Une enquête passionnante teintée de surnaturel, servie par un dessin en noir et blanc fouillé, créant des ambiances angoissantes (des paysages sous la pluie, le froid, la neige,.... )
Une mère et sa fille se lancent sur les traces de l'Histoire familiale pour le moins torturée et dangereuse.
Un monstre imaginaire (?)... l'Homme-corbeau aux pouvoirs maléfiques qui tente de perpétrer un rite millénaire doit faire face à une adolescente espiègle et 2.0.
Un thriller fantastique que j'ai avalé en 2 jours.
Seule "petite" déception; la fin qui semble un peu bâclée.
Une belle découverte que je n'aurais probablement jamais lue sans le Prix CL 2021.
Les conteuses
Critique de Fanou03 (*, Inscrit le 13 mars 2011, 49 ans) - 18 février 2021
Je rejoins par contre Vince et Hervé sur la gestion du scénario. Je trouve personnellement dommage pour commencer que l’origine de Max reste confuse. C’est soi-disant un golem : pourquoi ne pas lui avoir donné clairement donné cette origine, monstre d’argile à qui on a donné une âme ? Il me semble que cela aurait été plus cohérent. Le combat final était une bonne idée mais peut-être réglé trop rapidement. Cela n'aurait-il pas mérité qu'on y passe un peu plus de temps ? C'est quand même le combat des Titans, le bouquet final ! Bref il y a quelque chose qui m’a gêné dans l’articulation des deux fils narratifs principaux. Il y a aussi un paradoxe: le titre de l'album fait référence au deuxième monstre mais qu'on voit moins et qui est moins charismatique au final que l’impitoyable Max. J’ai été aussi surpris par la violence explicite des pages où Max massacre Salomon et ses amis.
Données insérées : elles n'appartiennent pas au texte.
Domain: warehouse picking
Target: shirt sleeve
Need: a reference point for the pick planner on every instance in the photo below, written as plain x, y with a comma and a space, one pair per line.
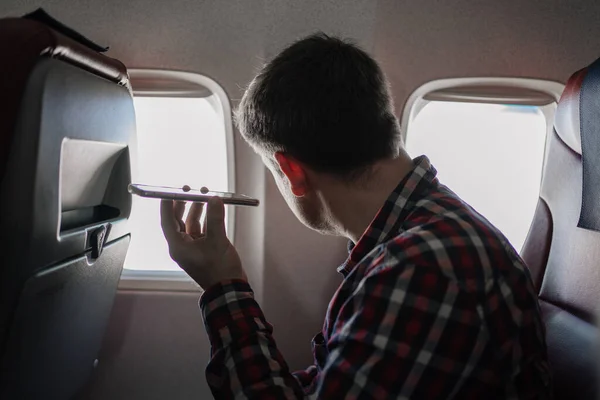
404, 332
245, 362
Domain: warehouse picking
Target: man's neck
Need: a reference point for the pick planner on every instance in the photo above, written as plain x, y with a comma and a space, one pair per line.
353, 208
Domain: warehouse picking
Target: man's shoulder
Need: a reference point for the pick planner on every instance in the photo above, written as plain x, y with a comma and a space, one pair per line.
449, 238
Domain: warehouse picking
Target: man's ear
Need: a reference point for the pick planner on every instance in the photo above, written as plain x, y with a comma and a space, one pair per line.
294, 171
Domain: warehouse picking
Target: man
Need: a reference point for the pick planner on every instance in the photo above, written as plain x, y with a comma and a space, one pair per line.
434, 303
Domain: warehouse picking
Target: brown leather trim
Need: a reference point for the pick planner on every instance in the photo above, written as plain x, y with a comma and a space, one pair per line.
537, 245
23, 42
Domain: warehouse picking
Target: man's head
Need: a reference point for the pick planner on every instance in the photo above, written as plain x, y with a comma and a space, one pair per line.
320, 110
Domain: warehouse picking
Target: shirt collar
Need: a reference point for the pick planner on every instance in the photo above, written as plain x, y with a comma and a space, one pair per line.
389, 218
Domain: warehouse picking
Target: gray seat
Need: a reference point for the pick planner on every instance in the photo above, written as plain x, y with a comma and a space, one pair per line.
564, 254
66, 125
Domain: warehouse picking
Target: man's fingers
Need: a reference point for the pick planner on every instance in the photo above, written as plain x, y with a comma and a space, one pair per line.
192, 223
168, 222
215, 218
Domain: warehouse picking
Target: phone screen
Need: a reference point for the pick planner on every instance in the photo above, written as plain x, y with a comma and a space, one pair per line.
172, 193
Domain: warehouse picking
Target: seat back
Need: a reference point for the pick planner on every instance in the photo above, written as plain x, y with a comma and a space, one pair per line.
563, 252
66, 128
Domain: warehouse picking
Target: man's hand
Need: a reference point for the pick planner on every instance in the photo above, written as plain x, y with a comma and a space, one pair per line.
205, 254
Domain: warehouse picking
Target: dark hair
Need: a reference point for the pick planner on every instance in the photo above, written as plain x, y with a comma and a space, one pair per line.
325, 102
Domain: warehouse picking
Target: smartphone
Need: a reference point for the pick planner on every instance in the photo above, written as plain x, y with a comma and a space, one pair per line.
195, 195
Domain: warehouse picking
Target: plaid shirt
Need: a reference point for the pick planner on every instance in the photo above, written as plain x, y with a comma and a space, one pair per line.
434, 304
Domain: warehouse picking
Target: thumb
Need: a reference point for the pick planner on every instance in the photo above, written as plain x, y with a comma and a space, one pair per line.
215, 218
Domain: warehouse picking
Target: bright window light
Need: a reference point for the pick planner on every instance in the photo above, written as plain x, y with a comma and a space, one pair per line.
181, 141
490, 155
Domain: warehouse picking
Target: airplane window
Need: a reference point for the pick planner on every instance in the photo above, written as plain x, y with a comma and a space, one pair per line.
181, 141
490, 155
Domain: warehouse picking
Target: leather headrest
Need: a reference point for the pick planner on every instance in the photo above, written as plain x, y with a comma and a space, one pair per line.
37, 39
567, 120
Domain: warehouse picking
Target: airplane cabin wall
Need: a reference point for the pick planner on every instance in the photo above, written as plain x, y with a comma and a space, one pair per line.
155, 347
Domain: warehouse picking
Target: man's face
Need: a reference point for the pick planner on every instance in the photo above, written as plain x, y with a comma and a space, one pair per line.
310, 209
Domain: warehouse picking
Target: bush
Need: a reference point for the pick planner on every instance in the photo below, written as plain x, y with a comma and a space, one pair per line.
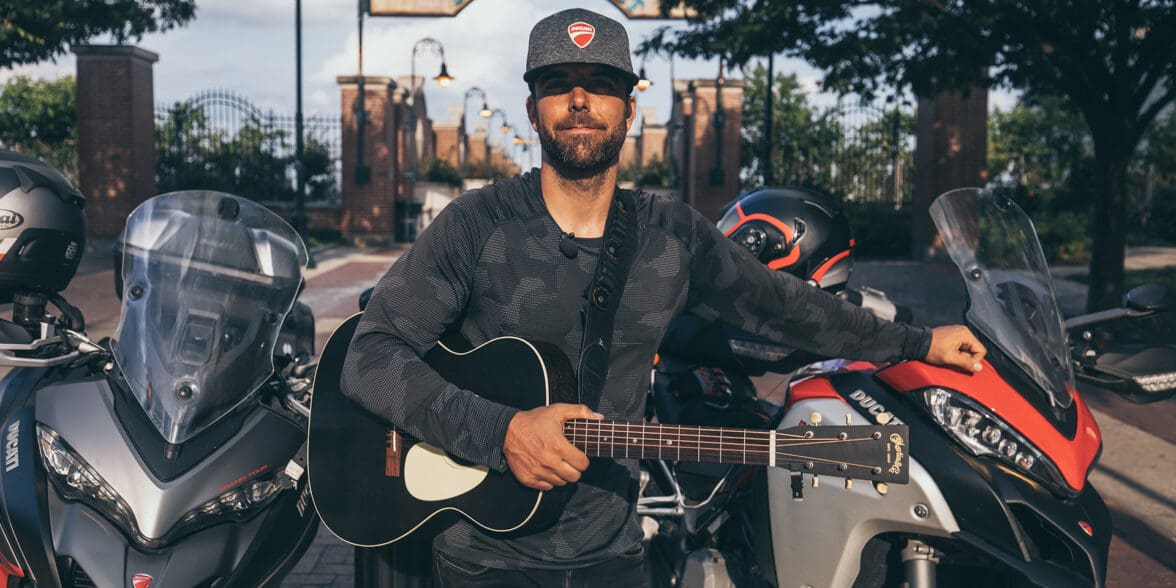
880, 231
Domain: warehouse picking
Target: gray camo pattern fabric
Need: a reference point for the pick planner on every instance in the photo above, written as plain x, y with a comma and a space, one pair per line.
490, 262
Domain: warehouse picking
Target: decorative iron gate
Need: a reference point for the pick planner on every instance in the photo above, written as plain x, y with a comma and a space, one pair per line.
219, 140
856, 152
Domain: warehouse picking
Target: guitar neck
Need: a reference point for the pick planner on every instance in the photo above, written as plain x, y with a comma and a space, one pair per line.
864, 452
676, 442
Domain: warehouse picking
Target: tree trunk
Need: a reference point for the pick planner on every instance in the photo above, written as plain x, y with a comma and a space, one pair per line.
1109, 231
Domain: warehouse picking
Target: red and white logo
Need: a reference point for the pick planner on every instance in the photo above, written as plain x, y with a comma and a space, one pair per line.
581, 33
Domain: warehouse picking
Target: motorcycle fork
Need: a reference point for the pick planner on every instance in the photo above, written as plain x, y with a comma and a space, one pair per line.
919, 561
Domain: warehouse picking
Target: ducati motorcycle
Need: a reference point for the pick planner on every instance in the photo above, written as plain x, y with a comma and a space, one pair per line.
169, 454
999, 490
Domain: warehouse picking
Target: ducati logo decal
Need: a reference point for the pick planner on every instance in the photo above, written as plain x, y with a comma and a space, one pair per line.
581, 33
896, 445
12, 447
9, 219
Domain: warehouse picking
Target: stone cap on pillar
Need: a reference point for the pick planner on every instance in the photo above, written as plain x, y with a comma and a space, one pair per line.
374, 80
121, 51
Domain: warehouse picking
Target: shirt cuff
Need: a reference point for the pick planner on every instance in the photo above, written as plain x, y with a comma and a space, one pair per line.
916, 343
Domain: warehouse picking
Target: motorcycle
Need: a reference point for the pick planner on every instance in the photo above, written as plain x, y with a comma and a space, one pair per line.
999, 460
171, 454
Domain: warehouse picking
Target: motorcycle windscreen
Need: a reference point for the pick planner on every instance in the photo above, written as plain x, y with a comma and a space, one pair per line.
1009, 288
208, 279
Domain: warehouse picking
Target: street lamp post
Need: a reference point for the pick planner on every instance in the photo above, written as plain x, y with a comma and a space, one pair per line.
442, 79
506, 126
486, 113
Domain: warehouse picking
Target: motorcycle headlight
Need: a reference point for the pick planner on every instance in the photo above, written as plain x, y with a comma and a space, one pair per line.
78, 481
984, 434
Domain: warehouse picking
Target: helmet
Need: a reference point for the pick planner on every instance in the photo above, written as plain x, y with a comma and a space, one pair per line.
794, 229
42, 227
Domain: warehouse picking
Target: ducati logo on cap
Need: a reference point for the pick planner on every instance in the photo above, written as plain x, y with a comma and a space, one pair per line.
581, 33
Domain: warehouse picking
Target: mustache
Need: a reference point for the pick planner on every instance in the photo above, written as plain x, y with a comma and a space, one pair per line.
580, 119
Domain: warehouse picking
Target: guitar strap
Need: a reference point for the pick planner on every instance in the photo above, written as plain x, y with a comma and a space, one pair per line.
616, 253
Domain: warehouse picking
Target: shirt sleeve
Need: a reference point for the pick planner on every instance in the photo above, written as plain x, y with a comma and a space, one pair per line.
413, 305
728, 284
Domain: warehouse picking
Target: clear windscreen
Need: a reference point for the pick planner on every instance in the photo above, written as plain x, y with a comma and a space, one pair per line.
1009, 288
207, 280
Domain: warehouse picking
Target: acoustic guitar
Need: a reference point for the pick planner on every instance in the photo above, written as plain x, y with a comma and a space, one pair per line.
373, 483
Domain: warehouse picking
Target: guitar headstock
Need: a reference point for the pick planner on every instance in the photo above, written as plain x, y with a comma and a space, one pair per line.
868, 452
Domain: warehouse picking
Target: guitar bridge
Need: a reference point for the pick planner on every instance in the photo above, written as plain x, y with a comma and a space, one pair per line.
392, 454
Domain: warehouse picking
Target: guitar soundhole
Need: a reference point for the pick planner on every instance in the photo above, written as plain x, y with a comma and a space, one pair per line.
392, 454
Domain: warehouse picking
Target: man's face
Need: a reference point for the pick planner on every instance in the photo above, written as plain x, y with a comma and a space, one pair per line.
581, 113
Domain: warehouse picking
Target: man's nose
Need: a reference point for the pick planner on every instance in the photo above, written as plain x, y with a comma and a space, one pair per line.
579, 99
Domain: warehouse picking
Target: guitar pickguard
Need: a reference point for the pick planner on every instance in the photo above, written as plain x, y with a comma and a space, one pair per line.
432, 475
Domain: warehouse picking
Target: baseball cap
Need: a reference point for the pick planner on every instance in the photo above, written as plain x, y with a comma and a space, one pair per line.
579, 37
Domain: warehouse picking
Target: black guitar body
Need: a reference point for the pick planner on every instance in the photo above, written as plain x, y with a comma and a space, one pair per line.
348, 448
Je suis néanmoins très heureux d’avoir lu cet L’Homme gribouillé qui avait effectivement reçu beaucoup de louanges et dont le titre et la couverture étaient très attirants. Tout en noir, blanc et gris, avec une certaine rondeur dans le trait, il est très agréable à lire graphiquement et les deux « Monstres » de l’album, assez saisissants, sont très réussis.
Histoire familiale
Critique de Vince92 (Zürich, Inscrit le 20 octobre 2008, 47 ans) - 10 mars 2020
Très vite, Betty et Clara au cours de leur enquête découvrent à la fois le passé mystérieux de Maud, qui est ce personnage la persécutait, un certain Max Corbeau, réincarnation maléfique d'un personnage du passé et surtout retracent le passé étrange de leur famille véritable, les Singer, une famille de femmes liée par un mystère profond et une sorte de mysticisme juif européen...
Le dessin de Peeters d'abord: Comme je le disais, il est excellent, très évocateur. Il est parfaitement adapté la nature du scénario, le noir et blanc seyant admirablement au caractère très sombre de l'histoire. Les cases de décors sont magnifiques: ainsi cette vue de l'église Saint-Maimboeuf de Montbéliard émergeant de la brume est-elle particulièrement belle... Paris sous le déluge est également très bien rendue...on frissonne en suivant Max Corbeau dans ses oeuvres. Ce personnage rempli parfaitement son office: lancé à la poursuites des héroïnes, il a la tête de l'emploi... tête et corps de corbeau, il est horrible et constitue sans doute la belle trouvaille des auteurs.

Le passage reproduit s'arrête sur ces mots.